Der Kampf mit der Grammatik

Mehr als 200 000 Menschen haben sich im vergangenen Jahr in einem Integrationskurs mit der deutschen Sprache anfreunden müssen. Wie das aussieht, zeigt der Besuch eines solchen Kurses. Mit einer Sache stehen die Teilnehmer dort fast alle auf Kriegsfuß

Angela Nwaubani kann es kaum fassen. Die 38-Jährige reißt die Arme in die Luft, jubelt, lacht erleichtert, freut sich wie ein kleines Kind. Sie hält das Zertifikat für ihren Integrationskurs in der Hand. Bestanden. "Alles gut." Vor acht Monaten ist die Nigerianerin nach Deutschland gekommen, wo sie nun mit ihrem Mann und ihren Kindern lebt. "Es war schwer", sagt sie. "Viele Hausaufgaben." Der Lohn: ein Abschluss mit dem Sprachniveau B1, das für viele Berufe und Ausbildungen als Zugangsvoraussetzung gilt.

Nach Angaben des Bundesamts für Migration und Flüchtlinge (Bamf) haben im vergangenen Jahr deutschlandweit mehr als 200 000 Menschen einen der knapp 15 000 Integrationskurse im Land besucht. Nwaubani, die Frau mit den schwarzen Locken, ist eine von rund einem Dutzend Teilnehmern, die an diesem Dienstag in München die Früchte für ihre Mühen ernten. "Deutsch sprechen ist sehr schwer", sagt die 32 Jahre alte Bulgarin Silvia Azanasova, die neben Nwaubani sitzt und sich mit ihr zusammen freut. "Aber die Leute sind super."

Es habe sich inzwischen etwas getan in den Integrationskursen im Land, sagt Svetlana Rottner, die den Münchner Kurs leitet. Im Jahr 2019 seien nicht mehr hauptsächlich Flüchtlinge aus Syrien oder dem Irak in den Klassen, sondern vor allem Zuwanderer aus Osteuropa. 2018 machten die Syrer nach Bamf-Angaben mit 19,1 Prozent bundesweit noch den größten Anteil der Kursteilnehmer aus - gefolgt von Teilnehmern aus Afghanistan, Irak, Rumänien und der Türkei.

Nach knapp einem Jahr klappt die Verständigung weitgehend unfallfrei

Der Münchner Kurs hat im Januar mit Teilnehmern aus 15 Ländern begonnen, knapp ein halbes Jahr später ist es nun geschafft.
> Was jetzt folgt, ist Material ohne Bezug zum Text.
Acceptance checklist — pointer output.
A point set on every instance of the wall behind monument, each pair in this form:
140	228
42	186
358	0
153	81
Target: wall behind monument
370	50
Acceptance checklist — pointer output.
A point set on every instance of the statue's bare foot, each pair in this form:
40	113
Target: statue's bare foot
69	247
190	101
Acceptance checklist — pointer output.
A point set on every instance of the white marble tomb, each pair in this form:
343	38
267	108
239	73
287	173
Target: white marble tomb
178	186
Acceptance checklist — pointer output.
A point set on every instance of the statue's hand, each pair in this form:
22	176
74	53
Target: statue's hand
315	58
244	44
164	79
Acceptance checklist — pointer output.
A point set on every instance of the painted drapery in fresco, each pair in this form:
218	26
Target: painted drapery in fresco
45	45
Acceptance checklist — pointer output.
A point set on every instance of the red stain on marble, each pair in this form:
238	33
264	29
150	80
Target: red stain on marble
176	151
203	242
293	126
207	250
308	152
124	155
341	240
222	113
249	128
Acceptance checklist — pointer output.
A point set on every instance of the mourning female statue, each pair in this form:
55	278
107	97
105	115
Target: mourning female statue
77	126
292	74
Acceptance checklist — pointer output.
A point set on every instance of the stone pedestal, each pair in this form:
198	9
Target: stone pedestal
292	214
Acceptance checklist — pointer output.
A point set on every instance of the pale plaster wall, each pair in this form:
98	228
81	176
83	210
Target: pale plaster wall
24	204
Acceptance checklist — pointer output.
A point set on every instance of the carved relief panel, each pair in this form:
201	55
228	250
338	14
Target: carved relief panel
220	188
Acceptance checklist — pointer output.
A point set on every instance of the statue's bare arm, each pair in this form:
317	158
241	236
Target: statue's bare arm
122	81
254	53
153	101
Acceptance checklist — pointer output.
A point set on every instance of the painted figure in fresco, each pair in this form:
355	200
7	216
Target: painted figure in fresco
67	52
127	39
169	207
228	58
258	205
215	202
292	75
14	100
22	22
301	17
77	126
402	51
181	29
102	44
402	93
In ihrer letzten Kursstunde sprechen die Schüler aus Rumänien, Mazedonien, Indien oder der Türkei noch einmal über das Thema Krankenhaus, beschreiben unter Anleitung ihrer Lehrerin Rottner, was auf Bildern aus einer Klinik zu sehen ist, basteln eine Bildergeschichte zusammen und stellen einen Notruf nach. "Ich brauche eine Hilfe. Ich bin runtergefallen. Ich habe gestürzt." Ein bisschen hapert es noch, aber die grundsätzliche Verständigung klappt inzwischen weitgehend unfallfrei.

"Die Grammatik ist das Schwerste", sagt der 40 Jahre alte Rumäne Claudiu Strain und spricht damit den meisten Teilnehmern aus der Seele. 2012 kam er mit seiner Partnerin Renate Cretu nach Deutschland. Sie arbeiten für eine Reinigungsfirma am Münchner Flughafen - und drücken nebeneinander die Schulbank. "Die Verben sind schwer und die Position im Satz", sagt Strain. Aber seine Freundin und er hätten den großen Vorteil gehabt, zu Hause gemeinsam üben zu können. "Das hat geholfen."
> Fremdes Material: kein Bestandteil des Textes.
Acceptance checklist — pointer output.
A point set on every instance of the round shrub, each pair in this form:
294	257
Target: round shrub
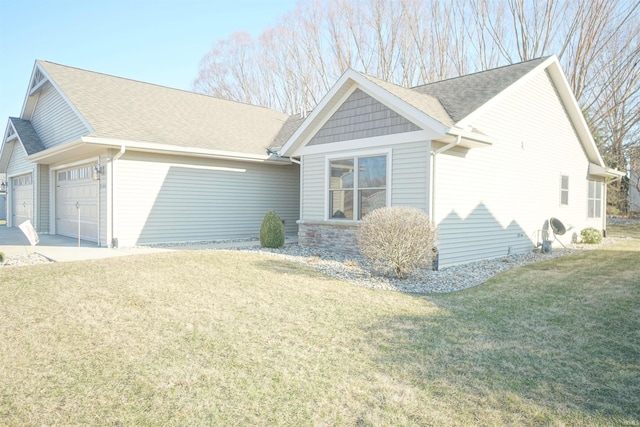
272	231
591	235
397	239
36,5 Prozent der Teilnehmer in ganz Deutschland kamen laut Bamf 2018 freiwillig in einen Kurs, 63,5 Prozent wurden von Ausländerbehörden, dem Jobcenter oder Trägern von Asylbewerber-Leistungen zur Teilnahme verpflichtet. Von der Verpflichtung bis zum Start des Kurses vergingen im vergangenen Jahr im Schnitt 8,1 Monate. 2016 lag diese Zeitspanne im Durchschnitt noch bei 4,3 Monaten. Innerhalb dieser Zeit melden sich die Teilnehmer zum Kurs an. Doch viele Menschen ließen sich mit der Anmeldung Zeit, so das Bamf.

Zeit gelassen hat der 31 Jahre alte Serkan Beyde aus der Türkei sich nicht. Weil seine Frau an der Technischen Universität München studiert, kam auch er vor einem Jahr nach Deutschland, hat erst das A2-Niveau bestanden, dann B1. "Das war nicht mehr schwierig", sagt der Video- und Grafikdesigner, der auf seinem eigenen Youtube-Kanal in Muttersprache vom Leben in Deutschland erzählt. Für ihn ist der Kurs ein Startschuss: "Ich werde jetzt einen Job suchen."